One thing I’ve learned about running, is that running downhill is way more fun that running uphill. I generally walk up the hills. But even then I have to channel my little engine when it comes to Oregon Pass.

I know I could easily flip my course, with Oregon Pass on the downhill, but we have speed limits in our neighborhood.

The hardest thing about running is breathing. Sometimes I forget to. Then when I think about it too hard I forget how. I’m working on this. Trying to pace myself, find a relaxed running form, spend time praying for my peeps which makes me happy thinking about them, and keeping my eyes wide open for beauty and breathing deeply as I take it in.

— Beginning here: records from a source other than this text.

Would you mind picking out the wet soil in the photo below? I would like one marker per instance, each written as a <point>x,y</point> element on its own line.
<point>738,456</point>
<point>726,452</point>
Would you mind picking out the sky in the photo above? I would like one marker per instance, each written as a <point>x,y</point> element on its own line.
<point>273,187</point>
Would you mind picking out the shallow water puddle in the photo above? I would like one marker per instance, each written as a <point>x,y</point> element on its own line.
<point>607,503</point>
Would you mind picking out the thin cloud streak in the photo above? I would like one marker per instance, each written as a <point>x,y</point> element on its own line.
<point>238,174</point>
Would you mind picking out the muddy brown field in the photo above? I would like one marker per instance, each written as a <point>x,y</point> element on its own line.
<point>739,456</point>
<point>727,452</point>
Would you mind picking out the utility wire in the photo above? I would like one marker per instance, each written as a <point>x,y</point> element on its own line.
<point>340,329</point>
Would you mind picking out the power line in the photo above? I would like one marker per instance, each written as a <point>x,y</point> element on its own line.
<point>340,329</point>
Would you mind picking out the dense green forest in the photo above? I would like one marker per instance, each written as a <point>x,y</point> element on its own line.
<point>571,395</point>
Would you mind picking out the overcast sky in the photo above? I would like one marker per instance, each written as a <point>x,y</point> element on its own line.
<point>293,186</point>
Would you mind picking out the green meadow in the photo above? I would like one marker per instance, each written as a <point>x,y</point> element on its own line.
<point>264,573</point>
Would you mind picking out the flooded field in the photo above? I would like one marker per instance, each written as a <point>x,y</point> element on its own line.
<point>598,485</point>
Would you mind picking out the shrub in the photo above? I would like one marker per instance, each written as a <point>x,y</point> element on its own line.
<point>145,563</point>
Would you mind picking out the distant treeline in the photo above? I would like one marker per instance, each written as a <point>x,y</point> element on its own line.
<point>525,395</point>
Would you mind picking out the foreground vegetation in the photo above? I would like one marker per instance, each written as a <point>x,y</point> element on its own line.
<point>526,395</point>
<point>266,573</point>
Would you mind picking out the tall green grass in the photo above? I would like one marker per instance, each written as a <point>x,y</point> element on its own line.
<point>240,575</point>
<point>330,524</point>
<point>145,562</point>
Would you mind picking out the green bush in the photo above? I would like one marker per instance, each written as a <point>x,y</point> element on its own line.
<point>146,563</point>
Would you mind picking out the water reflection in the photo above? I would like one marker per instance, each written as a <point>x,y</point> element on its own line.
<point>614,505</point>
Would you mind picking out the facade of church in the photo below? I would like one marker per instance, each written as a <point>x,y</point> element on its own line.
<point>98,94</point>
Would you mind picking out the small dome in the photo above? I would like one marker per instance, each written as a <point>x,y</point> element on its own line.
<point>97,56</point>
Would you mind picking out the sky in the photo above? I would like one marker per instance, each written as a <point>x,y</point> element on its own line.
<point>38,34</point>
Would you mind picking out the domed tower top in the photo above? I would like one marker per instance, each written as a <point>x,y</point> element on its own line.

Continuing my 1000 gifts, here are some of the beautiful things on my runs:

#134 the song, “Beautiful Things” by Gungor, on my Chemo Cocktail Soundtrack that I run to

#135 iMapMyRun iPhone App

#136 Running downhills

#137 weeping willow trees

#138 morning doves

#139 sunshine

#140 wind in my hair

#141 H-2-OH

#142 the Elvis statue in some neighbor’s garden

#143 Thinking about friends as I pass their houses

#144 My “run.” necklace

#145 Sweating out chemo toxins

#146 Moving forward

#147 Shade trees

#148 best running socks ever

#149 fireflies when I run when the sun is setting

#150 sometimes closing my eyes and raising my hands in the air like I’m flying

#151 trying to find a running groove

#152 finishing a run

#153 making ice cold watermelon juice right after

#154 followed by a cold shower

#155 I thought I could and I just did it

#156 gaining confidence

#157 building fitness

#158 sipping satisfaction

#159 experiencing enjoyment

#160 Eric Liddell said when he ran he felt God’s pleasure. This is what I’m after. Not just in running but in everything I do. And I especially feel God’s pleasure when I write.

#161 that I get to have fun playing with words


  1. Jim Wimmers says:

    Joules, Never, I repeat never, close your eyes while running, especially downhill. There are potholes in our neighborhood.
    And I run up Windwood, down Oregon Pass. That way you don’t have to close your eyes to think you’re flying– you actually are.